However, today everything seemed peaceful. Usually a detachment of soldiers, or a company of the Pawnee Indian scouts under Major Frank M. North, their white-scout commander, were camped near by, guarding the track-laying. But the soldiers were elsewhere, on a short cross-country trip, and the Pawnees (Company A) were up at Fort Sedgwick, near old Julesburg, fifteen or twenty miles west.
The air was very clear. The graders working on the roadbed five miles away might be seen. The long trains of huge wagons, hauling supplies, wended slowly out to refit them. On this section there were 100 teams and 2,000 men, scattered along; on the next section there were another thousand men, doing the first grading according to the stakes set by the engineers. And eastward there were the trains and the stations, all manned, and other gangs fixing the rough places in the track.
Of all this Terry felt himself to be rather a small part—just riding old Jenny back and forth, with the little rail-truck, while his father imitated with the engine of the boarding-train.
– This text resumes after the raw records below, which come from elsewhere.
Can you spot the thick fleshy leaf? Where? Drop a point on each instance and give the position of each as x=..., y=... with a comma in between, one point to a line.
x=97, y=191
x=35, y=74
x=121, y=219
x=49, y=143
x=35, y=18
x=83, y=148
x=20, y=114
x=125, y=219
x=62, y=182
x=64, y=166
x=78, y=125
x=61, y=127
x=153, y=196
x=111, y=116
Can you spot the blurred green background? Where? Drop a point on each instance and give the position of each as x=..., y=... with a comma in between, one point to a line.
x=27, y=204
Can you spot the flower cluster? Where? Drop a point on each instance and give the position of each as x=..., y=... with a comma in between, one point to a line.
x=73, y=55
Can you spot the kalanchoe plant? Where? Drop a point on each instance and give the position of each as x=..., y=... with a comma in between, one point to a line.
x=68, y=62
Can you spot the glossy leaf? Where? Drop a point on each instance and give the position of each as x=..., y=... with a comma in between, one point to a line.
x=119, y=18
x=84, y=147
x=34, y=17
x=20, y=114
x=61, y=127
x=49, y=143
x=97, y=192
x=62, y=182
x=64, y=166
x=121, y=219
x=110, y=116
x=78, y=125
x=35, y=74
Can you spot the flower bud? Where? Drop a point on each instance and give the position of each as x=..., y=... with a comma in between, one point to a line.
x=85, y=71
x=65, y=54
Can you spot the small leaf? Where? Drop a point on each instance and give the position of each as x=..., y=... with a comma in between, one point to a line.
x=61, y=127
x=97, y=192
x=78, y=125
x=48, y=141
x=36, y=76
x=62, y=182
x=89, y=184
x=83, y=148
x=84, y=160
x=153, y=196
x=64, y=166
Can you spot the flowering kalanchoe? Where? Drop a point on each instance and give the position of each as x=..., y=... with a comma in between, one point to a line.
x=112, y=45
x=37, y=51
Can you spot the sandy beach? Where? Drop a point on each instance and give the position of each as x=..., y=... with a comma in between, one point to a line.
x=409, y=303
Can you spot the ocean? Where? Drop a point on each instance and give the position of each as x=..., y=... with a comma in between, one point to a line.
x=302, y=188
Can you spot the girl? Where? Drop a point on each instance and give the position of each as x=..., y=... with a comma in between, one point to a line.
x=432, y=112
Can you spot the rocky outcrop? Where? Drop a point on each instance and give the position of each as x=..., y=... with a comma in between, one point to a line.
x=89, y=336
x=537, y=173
Of course, his father had a bad knee (which the war had made worse), and driving an engine was important; but he himself envied his chum, George Stanton. George was out with his father on railroad survey under Mr. Tom Bates—probably fighting Injuns and shooting buffalo and bear, too. That also was man’s work, while riding an old yellow mule over the track was boy’s work.
Every truck-load of forty rails carried the track forward about 560 feet. To that steady “Down! Down!” and “Whangity-whang!” end o’ track reached out farther and farther from the piles of iron thrown off by the construction-train, and from the boarding-train that waited for the construction-train to back in with another supply.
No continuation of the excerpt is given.